Classic Shell Scripting - Arnold Robbins [232]
[5] See RFC 2279: UTF-8, a transformation format of ISO 10646, available at ftp://ftp.internic.net/rfc/rfc2279.txt.
[6] EBCDIC = Extended Binary-Coded Decimal Interchange Code, pronounced eb-see-dick, or eb-kih-dick, an 8-bit character set first introduced on the IBM System/360 in 1964, containing the old 6-bit IBM BCD set as a subset. System/360, and its descendants, is by far the longest-running computer architecture in history, and much of the world's business uses it. IBM supports a superb GNU/Linux implementation on it, using the ASCII character set: see http://www.ibm.com/linux/.
[7] The old HFS-type filesystem supported on Mac OS X is case-insensitive, and that can lead to nasty surprises when software is ported to that environment. Mac OS X also supports normal case-sensitive Unix filesystems.
[8] Available on almost all Unix systems, except Mac OS X and FreeBSD (before release 5.0). Source code for getconf can be found in the glibc distribution at ftp://ftp.gnu.org/gnu/glibc/.
What's in a Unix File?
One of the tremendous successes of Unix has been its simple view of files: Unix files are just streams of zero or more anonymous bytes of data.
Most other operating systems have different types of files: binary versus text data, counted-length versus fixed-length versus variable-length records, indexed versus random versus sequential access, and so on. This rapidly produces the nightmarish situation that the conceptually simple job of copying a file must be done differently depending on the file type, and since virtually all software has to deal with files, the complexity is widespread.
A Unix file-copy operation is trivial:
try-to-get-a-byte
while (have-a-byte)
{
put-a-byte
try-to-get-a-byte
}
This sort of loop can be implemented in many programming languages, and its great beauty is that the program need not be aware of where the data is coming from: it could be from a file, or a magnetic tape device, or a pipe, or a network connection, or a kernel data structure, or any other data source that designers dream up in the future.
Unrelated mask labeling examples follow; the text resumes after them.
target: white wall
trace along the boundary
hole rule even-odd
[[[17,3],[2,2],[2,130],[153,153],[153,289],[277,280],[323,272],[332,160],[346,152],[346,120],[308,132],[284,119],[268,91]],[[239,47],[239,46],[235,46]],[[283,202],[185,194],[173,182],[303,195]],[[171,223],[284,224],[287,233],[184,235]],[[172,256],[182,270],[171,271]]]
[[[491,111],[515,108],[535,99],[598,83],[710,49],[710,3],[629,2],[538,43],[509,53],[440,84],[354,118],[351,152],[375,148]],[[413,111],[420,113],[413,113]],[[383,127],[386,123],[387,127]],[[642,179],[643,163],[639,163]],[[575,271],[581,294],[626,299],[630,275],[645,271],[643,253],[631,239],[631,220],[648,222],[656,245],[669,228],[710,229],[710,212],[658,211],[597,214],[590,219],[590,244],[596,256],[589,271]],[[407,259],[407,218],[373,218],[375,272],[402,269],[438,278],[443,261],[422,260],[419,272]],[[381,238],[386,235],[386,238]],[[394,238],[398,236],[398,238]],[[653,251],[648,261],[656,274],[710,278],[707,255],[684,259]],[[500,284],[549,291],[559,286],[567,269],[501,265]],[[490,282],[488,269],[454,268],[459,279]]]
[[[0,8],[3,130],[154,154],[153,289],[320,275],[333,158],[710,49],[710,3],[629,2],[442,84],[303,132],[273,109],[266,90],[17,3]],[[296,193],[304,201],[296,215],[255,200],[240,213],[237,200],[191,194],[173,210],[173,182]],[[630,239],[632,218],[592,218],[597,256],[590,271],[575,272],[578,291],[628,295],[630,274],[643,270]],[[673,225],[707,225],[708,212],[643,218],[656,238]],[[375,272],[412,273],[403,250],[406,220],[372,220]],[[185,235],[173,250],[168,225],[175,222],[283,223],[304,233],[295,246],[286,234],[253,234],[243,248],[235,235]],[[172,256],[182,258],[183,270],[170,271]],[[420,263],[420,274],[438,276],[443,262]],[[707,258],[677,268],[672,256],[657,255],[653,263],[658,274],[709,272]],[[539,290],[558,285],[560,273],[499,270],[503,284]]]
Ahh, you say, but I need a special file that has a trailing directory of pointers into the earlier data, and that data is itself encrypted. In Unix the answer is: Go for it! Make your application program understand your fancy file format, but don't trouble the filesystem or operating system with that complexity. They do not need to know about it.
There is, however, a mild distinction between files that Unix does admit to. Files that are created by humans usually consist of lines of text, ended by a line break, and devoid of most of the unprintable ASCII control characters. Such files can be edited, displayed on the screen, printed, sent in electronic mail, and transmitted across networks to other computing systems with considerable assurance that the integrity of the data will be maintained. Programs that expect to deal with text files, including many of the software tools that we discuss in this book, may have been designed with large, but fixed-size, buffers to hold lines of text, and they may behave unpredictably if given an input file with unexpectedly long lines, or with nonprintable characters.[9] A good rule of thumb in dealing with text files is to limit line lengths to something that you can read comfortably—say, 50 to 70 characters.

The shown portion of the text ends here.